The four artists Ester Almqvist, Anna Boberg, Ellen Trotzig and Charlotte Wahlström were all active in the late 1800s to early 1900s. The artists have been selected for their expressive and visionary landscape painting. During their lifetime, they received great attention, and in several cases both national and international awards, for their art. The previous art history writing on Swedish landscape painting from this period has particularly focused on male artistry. Through the exhibition, the question is raised as to how it is that certain artistry has been inscribed in an established tradition, while others have been left out.
Women around Vasa
The Vasa Museum also highlights the problem of forgotten women who have been erased from history in the exhibition “Women – always present, rarely seen”. The exhibition, which opened already in 2017, is about the fact that 17th-century women were of great importance.
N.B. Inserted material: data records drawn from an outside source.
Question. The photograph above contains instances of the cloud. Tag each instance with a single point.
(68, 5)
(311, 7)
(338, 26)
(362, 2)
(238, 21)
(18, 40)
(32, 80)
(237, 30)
But also how they are largely invisible when we describe history, which we are trying to rectify.
New perspective gives new knowledge

By going back to collections and source materials and looking for new perspectives and stories, new knowledge is gained. In the exhibition, four women are raised around the ship Vasa. Contemporary women were in principle in all professions and in all arenas. They made decisions, were farmers, teachers, blacksmiths, ran businesses and so on. This was the case, for example, with master shipbuilder Hybertsson’s wife Margareta Nilsdotter. She continued to run the shipyard after her husband’s death in 1627 and ensured that the Vasa was completed. She was thus the manager of one of Sweden’s largest workplaces at the time. By highlighting the women around Vasa and allowing them to have a more just presence at the museum, a truer picture of the Vasa ship and her contemporaries is given.

By making forgotten women visible and allowing them to have a presence in the museums, Prince Eugene’s Waldemarsudde and the Vasa Museum provide a more fair picture of art and history (5.1).